A: Because, deep down, they really are very nice people.
Q: What is the ideal weight for a MIL?
A: About 2.3lbs, including the urn.
“I bought my MIL a chair for Christmas, but she wouldn't plug it in.”
We’ve all heard the jokes (you can thank me later for not featuring ones more coarse than these), and we can thank St. Mark for reminding us that this sort of humor is more than just a byproduct of modernity.
This Sunday we observe Mark as he chooses to tell us about a very special healing. Right after he tells us how Jesus healed a demon-possessed soul, and right before Jesus heals a leper, we learn that the Son of God heals a mother-in-law.
But, of course, this is more than just an ancient joke.
You and I remember the societal basement women occupied in Jesus’ day – their status came solely through relationships with men. Women, like lepers, were relegated to the outer courts of the temple.
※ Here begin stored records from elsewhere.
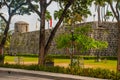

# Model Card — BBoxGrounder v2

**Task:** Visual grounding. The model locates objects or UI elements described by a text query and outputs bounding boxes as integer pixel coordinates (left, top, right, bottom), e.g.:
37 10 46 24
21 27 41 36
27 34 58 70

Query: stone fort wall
10 22 118 56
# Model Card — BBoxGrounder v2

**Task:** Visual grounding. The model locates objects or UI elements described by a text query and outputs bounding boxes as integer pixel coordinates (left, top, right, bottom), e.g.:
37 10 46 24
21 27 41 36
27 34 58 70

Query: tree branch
115 1 120 19
47 0 53 6
4 0 9 8
45 0 75 55
108 2 119 21
0 13 7 23
27 0 41 15
11 2 27 15
9 0 14 6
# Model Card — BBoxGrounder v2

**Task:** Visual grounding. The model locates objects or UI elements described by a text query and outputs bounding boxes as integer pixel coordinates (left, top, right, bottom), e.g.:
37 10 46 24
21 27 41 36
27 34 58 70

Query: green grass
5 56 38 62
5 56 117 71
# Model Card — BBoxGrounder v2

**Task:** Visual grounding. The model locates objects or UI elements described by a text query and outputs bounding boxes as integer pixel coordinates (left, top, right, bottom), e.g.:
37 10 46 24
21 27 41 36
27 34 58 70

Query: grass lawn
5 56 117 71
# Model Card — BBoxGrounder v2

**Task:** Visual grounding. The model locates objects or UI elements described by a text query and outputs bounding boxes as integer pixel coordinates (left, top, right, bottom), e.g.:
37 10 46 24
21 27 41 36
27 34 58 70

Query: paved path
0 68 107 80
0 73 53 80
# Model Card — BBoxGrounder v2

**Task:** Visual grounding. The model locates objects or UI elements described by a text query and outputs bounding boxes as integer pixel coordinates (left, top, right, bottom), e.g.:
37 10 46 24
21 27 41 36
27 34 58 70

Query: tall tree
27 0 93 65
106 0 120 71
0 0 27 63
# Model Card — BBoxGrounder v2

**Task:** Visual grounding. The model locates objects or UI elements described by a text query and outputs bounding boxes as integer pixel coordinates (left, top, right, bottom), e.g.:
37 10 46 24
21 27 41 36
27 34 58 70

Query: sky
0 2 115 31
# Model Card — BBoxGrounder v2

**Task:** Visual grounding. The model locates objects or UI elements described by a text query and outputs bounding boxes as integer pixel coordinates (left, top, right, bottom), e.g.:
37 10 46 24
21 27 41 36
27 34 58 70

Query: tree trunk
45 0 75 55
98 5 101 26
0 19 10 64
117 21 120 71
38 0 46 65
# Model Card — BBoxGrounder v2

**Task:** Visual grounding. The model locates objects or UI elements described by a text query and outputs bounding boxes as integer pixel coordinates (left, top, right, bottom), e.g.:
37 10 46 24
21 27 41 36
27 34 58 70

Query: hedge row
6 54 117 60
0 64 120 80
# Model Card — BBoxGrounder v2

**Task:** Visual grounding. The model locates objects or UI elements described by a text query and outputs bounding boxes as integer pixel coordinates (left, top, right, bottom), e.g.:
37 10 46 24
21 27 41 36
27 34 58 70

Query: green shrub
0 63 120 80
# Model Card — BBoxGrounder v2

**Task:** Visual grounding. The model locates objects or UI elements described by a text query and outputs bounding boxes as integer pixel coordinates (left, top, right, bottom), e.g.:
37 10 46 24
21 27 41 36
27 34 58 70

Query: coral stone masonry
10 21 118 56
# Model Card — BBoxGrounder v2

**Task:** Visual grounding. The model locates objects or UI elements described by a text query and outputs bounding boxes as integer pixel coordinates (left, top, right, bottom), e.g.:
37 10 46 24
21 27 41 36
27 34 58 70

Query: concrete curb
0 67 108 80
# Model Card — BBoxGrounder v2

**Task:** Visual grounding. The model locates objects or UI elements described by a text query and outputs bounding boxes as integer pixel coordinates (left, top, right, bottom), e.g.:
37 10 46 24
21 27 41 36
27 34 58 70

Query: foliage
54 0 92 25
0 63 120 80
0 20 13 53
56 25 108 52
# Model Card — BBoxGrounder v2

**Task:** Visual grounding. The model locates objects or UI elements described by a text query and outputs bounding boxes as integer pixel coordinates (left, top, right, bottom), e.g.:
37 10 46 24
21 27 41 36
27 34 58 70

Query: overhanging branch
27 0 41 15
0 13 7 23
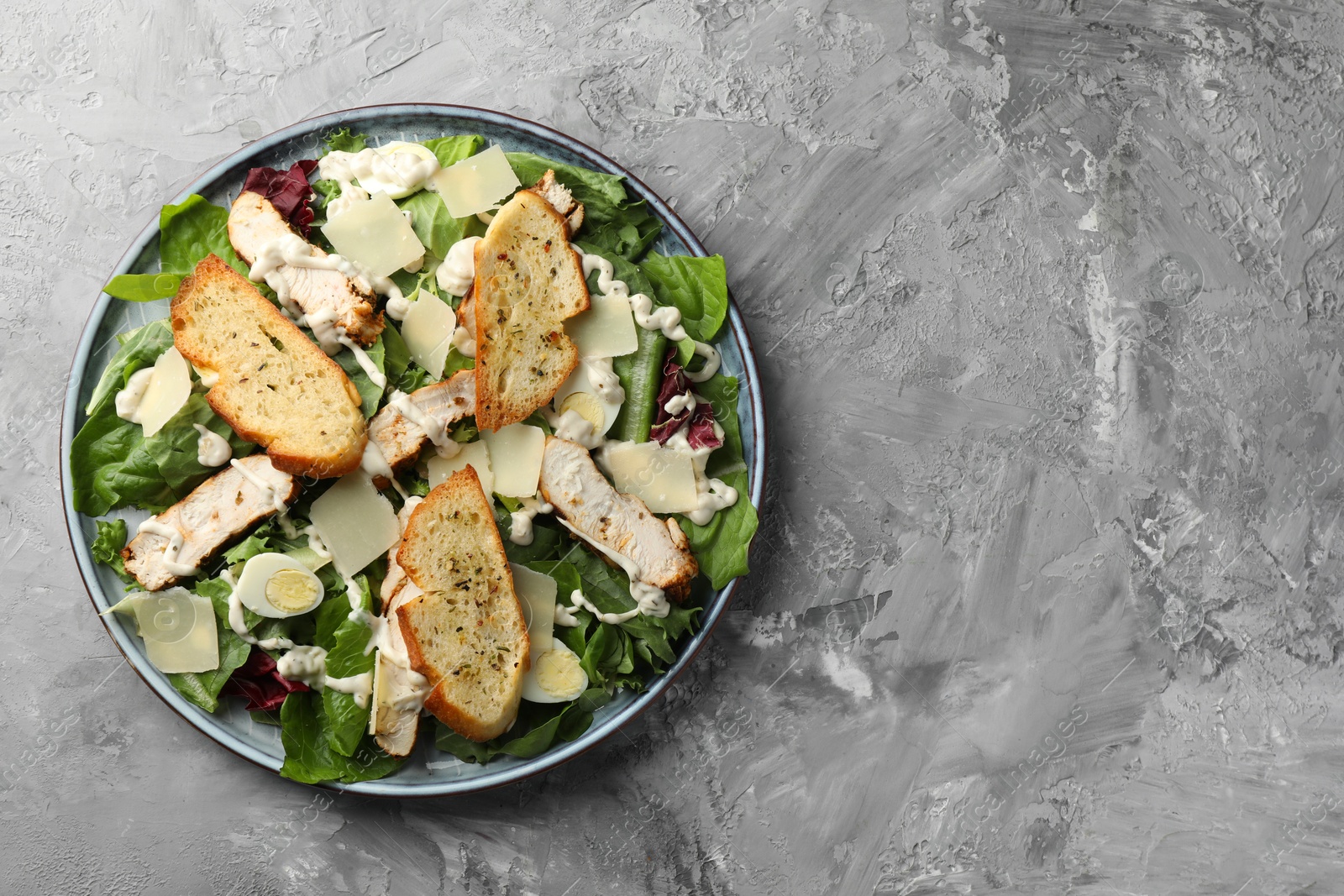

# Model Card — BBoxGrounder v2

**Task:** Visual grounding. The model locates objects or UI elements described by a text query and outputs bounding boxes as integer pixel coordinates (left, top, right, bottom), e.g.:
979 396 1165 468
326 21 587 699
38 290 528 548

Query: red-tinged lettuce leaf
649 345 723 448
685 396 723 448
244 159 318 238
220 647 307 712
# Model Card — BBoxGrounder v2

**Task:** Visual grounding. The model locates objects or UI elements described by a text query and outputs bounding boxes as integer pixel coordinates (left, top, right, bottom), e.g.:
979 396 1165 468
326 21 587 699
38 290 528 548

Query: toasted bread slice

And a wife or a mother might have some importance, depending on the importance of a son or husband, but to think she would be known through her son in law?
With all of the ill people pounding on Jesus’ door for help- the rich man’s son, the mayor’s nephew, not to mention the multitudes that could never make it to see him – why would Jesus even bother with someone’s mother in law?
For those contented with the status quo, who wanted a Messiah who would preserve the present world order, who were happy with a God who blessed a the rich and powerful and shoved aside the poor and most vulnerable, we see that Jesus came to take the world in a different direction.
From the start Mark seems to tell us that the joke was on them.